目前,涉及有机阴离子转运多肽(OATP)1B1/1B3 的肝摄取清除率的体外-体内外推(IVIVE)存在挑战,这阻碍了药物设计策略的发展。在这里,我们评估了使用转染的人胚肾(HEK)293 细胞和原代人肝细胞的 100%人血浆对摄取清除率的影响,并评估了 IVIVE。与缓冲液孵育相比,在 OATP1B1 转染和野生型 HEK 细胞中,约 50%的化合物在存在血浆时,表观未结合摄取清除率(PS)显著增加(<0.05)。因此,血浆对摄取比的影响很小。使用培养的人肝细胞时,19 种 OATP1B 底物中的 11 种(中位数变化 2.1 倍)的 PS 显著增加(<0.05)。甲苯磺丁脲在 HEK 细胞和肝细胞中的细胞积累也增加,而甲苯磺丁脲不是 OATP 底物。在肝细胞中获得的血浆与缓冲液的 PS 血浆与血浆中未结合分数呈良好相关性,且关系最好用“促进解离”模型描述。使用缓冲液孵育的 PS 对 19 种 OATP1B 底物的 IVIVE 进行了评估。来自缓冲液孵育的 PS 明显低估了肝内在清除率(通过搅拌良好和平行管模型计算),估计偏差为 0.10-0.13。
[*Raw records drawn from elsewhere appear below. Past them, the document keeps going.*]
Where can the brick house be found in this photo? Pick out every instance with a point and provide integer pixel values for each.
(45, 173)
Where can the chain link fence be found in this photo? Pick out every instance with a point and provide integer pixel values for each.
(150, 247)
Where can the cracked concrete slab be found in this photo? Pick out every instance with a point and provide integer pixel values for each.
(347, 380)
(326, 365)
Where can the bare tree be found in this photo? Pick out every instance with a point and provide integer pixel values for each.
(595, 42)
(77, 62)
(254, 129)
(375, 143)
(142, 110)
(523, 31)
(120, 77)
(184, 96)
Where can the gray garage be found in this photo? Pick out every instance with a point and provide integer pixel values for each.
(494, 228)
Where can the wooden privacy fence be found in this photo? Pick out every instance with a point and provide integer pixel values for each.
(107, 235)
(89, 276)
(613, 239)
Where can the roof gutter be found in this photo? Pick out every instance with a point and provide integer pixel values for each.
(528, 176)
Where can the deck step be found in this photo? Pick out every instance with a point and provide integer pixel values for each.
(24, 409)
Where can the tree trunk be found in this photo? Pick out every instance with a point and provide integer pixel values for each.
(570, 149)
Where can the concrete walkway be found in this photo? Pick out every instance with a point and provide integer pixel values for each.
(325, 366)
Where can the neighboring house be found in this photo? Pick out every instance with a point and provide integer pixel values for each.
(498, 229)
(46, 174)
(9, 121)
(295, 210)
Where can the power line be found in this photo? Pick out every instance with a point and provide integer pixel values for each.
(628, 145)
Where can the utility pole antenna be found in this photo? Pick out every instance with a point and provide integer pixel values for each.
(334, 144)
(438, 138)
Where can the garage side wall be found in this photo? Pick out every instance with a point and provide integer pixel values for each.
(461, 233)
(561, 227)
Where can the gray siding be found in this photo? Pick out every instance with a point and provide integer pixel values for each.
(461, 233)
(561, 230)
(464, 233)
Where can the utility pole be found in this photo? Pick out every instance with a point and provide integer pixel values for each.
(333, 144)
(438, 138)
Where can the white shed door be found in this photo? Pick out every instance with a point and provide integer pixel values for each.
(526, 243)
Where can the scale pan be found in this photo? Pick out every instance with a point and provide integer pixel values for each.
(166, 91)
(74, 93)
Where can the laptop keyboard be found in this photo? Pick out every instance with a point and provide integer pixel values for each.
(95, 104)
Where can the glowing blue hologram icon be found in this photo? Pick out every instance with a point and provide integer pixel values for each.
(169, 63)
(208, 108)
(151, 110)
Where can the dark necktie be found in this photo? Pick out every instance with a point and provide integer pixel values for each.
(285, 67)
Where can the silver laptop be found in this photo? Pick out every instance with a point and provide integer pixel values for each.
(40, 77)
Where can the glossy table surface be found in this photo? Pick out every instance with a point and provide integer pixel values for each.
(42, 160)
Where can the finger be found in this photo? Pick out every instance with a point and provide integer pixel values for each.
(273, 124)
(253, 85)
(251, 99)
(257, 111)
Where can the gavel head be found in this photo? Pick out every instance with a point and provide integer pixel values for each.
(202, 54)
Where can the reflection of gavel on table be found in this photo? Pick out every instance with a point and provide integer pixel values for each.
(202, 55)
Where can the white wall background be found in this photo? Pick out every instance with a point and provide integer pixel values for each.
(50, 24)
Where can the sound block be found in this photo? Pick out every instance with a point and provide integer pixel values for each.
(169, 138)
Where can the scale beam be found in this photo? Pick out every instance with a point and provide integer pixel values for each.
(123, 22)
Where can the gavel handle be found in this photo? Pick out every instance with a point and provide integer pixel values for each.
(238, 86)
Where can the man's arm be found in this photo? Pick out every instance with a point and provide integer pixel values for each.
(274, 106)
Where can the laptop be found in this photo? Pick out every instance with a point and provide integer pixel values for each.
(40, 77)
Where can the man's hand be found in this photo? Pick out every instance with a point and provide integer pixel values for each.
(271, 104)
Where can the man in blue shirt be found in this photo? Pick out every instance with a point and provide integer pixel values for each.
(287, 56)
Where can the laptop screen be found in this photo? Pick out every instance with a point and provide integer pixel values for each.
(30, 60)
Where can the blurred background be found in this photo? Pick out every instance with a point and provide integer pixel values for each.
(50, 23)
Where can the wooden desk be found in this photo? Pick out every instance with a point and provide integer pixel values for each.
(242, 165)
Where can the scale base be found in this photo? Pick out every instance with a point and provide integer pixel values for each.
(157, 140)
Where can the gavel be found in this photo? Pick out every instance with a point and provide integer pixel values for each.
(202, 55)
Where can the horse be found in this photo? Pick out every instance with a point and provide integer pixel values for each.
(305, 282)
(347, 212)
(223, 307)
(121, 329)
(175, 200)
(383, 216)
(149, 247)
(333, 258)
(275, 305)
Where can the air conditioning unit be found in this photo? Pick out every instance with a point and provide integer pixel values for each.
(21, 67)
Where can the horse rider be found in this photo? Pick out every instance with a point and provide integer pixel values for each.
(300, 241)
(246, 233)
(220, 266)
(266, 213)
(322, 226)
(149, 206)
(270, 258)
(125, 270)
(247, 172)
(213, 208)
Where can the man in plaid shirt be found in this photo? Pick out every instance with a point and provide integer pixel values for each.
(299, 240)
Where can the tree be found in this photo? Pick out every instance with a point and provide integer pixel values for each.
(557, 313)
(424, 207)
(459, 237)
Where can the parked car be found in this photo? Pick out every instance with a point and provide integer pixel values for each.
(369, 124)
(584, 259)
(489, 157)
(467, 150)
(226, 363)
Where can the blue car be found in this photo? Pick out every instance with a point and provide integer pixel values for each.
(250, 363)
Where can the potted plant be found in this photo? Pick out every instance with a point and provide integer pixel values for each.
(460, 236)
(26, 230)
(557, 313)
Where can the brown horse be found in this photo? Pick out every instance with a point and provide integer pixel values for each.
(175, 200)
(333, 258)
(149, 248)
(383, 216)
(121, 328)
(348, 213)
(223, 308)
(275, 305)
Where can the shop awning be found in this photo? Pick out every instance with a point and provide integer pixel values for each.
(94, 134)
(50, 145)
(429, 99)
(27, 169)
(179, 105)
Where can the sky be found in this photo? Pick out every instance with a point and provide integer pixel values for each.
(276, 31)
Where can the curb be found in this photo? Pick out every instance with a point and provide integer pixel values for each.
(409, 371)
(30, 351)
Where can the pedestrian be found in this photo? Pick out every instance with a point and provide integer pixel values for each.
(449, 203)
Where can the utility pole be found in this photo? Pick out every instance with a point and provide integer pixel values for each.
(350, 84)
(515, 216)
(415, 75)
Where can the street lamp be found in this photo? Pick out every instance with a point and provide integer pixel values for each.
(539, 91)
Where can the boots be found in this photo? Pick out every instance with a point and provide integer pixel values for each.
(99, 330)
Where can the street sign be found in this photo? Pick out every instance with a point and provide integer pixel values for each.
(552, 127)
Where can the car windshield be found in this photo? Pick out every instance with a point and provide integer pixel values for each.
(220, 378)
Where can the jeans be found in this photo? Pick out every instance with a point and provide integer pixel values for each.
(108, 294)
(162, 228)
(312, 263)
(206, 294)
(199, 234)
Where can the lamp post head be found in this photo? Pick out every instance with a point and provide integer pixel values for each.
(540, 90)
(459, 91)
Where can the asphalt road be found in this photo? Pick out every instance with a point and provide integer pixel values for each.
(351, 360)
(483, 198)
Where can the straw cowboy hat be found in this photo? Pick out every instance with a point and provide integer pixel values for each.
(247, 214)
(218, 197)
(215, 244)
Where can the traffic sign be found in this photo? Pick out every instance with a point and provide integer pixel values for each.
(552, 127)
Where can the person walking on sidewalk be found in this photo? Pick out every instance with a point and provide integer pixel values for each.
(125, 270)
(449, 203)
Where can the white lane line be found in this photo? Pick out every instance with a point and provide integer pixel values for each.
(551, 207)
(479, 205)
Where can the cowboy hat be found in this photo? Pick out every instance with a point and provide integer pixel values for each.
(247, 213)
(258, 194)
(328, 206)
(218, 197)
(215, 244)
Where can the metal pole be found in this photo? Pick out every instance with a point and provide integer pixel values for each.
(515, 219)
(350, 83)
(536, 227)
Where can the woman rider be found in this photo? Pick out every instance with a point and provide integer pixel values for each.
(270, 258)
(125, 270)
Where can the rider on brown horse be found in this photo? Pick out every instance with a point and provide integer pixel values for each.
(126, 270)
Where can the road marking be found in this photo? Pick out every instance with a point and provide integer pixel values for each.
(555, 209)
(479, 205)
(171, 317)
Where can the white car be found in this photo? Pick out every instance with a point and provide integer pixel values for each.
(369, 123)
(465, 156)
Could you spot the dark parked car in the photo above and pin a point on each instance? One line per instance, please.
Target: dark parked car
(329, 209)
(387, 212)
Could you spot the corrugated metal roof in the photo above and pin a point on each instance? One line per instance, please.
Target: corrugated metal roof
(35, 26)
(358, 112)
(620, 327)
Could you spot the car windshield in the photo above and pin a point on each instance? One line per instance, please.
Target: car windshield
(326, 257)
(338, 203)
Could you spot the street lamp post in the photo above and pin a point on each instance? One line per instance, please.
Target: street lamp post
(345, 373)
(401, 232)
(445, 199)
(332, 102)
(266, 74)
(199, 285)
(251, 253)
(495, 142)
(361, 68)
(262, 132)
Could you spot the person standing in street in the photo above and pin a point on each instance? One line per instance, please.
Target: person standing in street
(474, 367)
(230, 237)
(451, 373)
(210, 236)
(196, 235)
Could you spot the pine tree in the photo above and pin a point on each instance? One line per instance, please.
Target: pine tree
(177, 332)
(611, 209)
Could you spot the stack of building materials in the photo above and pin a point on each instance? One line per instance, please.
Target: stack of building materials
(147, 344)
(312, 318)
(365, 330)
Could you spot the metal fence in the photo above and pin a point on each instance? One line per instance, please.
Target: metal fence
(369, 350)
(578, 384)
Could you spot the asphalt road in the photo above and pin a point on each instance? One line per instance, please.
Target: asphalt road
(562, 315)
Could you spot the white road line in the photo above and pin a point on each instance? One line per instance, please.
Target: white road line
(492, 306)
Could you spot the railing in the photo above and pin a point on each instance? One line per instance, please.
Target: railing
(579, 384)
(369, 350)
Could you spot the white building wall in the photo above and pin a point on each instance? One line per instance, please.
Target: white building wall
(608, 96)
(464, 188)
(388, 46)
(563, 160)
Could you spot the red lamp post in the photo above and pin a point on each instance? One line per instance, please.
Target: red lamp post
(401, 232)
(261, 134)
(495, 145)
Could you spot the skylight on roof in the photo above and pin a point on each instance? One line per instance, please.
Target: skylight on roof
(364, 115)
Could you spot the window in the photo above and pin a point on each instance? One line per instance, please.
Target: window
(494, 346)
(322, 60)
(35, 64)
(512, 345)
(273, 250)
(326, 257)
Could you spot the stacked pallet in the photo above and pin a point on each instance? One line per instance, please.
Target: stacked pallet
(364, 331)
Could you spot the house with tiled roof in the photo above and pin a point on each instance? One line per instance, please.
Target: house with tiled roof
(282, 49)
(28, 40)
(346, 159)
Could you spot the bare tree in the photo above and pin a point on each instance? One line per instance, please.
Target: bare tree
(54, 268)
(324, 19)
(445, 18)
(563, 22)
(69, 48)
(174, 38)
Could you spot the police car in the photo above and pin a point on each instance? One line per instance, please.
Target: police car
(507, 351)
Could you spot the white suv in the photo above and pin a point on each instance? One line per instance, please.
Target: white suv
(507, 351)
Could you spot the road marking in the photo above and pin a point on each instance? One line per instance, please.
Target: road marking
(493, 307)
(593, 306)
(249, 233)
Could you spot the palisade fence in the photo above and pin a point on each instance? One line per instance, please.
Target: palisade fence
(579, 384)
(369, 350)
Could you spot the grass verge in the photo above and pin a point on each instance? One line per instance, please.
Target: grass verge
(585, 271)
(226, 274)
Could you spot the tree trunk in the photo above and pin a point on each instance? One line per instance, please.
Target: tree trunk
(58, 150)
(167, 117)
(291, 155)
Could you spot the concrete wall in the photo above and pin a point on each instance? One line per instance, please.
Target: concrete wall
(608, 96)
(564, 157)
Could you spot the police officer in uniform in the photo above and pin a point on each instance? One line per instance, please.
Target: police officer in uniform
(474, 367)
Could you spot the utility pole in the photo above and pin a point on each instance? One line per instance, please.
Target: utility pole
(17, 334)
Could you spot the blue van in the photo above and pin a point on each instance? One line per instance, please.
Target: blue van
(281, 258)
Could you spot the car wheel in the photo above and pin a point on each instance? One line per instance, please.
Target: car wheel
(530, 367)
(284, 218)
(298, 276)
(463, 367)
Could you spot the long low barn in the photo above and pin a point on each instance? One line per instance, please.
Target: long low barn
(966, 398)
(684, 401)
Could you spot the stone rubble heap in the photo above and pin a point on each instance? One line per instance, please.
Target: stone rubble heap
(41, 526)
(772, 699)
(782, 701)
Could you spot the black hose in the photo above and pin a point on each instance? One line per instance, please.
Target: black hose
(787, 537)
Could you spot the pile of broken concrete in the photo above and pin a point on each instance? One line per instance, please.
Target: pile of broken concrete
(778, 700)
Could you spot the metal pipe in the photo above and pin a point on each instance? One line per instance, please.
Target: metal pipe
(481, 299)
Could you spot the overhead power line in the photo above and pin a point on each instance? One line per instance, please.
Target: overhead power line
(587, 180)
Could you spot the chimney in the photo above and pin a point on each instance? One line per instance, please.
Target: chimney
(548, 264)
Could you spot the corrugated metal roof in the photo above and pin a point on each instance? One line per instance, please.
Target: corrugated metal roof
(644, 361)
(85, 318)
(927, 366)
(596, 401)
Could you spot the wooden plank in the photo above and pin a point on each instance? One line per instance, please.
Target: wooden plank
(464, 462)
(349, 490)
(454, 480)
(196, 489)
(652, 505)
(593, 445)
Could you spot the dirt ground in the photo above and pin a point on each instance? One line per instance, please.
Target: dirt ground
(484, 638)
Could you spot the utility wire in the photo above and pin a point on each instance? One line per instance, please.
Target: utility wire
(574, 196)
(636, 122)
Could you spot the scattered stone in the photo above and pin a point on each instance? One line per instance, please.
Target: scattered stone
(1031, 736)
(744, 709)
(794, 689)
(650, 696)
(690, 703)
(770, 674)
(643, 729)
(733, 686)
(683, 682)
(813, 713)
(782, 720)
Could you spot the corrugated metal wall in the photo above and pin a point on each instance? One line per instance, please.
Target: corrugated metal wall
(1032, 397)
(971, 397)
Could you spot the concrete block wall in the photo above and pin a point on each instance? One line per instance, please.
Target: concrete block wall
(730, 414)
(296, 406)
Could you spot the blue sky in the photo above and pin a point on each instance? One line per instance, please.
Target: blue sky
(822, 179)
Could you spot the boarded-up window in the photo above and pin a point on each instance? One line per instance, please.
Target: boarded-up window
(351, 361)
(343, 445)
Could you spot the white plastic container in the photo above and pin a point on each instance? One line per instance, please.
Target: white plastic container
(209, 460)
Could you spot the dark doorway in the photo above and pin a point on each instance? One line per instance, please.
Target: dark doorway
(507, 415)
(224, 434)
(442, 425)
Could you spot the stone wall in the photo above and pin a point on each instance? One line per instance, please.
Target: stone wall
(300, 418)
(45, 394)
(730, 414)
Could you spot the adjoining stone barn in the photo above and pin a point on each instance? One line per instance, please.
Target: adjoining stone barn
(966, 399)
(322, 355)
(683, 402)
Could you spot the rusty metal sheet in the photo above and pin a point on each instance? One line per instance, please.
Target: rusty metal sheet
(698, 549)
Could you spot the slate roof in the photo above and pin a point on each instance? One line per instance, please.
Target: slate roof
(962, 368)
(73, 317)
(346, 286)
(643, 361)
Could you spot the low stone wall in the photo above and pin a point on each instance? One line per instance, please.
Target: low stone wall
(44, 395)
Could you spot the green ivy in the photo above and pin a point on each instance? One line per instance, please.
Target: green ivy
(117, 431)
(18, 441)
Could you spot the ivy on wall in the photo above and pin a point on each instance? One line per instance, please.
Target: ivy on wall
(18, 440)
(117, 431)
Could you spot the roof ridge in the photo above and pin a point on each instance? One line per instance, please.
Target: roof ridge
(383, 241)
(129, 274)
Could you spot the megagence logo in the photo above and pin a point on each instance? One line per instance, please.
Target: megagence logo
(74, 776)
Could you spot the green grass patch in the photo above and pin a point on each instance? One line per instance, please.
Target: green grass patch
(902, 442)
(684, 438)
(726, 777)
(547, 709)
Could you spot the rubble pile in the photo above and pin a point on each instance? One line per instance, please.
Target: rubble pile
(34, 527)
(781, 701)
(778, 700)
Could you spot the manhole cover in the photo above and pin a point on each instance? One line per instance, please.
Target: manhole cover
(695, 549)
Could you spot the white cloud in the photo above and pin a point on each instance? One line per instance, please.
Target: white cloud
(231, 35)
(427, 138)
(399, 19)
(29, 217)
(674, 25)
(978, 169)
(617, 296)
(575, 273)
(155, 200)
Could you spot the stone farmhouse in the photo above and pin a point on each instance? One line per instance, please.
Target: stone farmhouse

当使用来自血浆孵育的 PS 时,预测得到改善;然而,仍然明显存在全身低估(0.19-0.26 偏差)。血浆数据与全球缩放因子 3.8-5.3 具有良好的预测准确性(95%预测值在 3 倍以内;平均倍误差=1.7,偏差=1)。总之,本研究深入了解了血浆对摄取清除率的影响及其在改善 IVIVE 中的作用。本研究使用不同的阴离子化合物表明,人血浆促进有机阴离子转运蛋白 1B 介导的以及被动摄取清除率,特别是对高度结合的化合物。利用转染的人胚肾 293 细胞和原代人肝细胞的数据,我们进一步评估了观察到的血浆促进摄取转运中涉及的机制。在血浆存在的情况下,增强的肝摄取率可能具有相关性,因为此类机制可能在体内普遍存在,并强调需要维持生理相关的测定条件以实现转运数据的更好转化。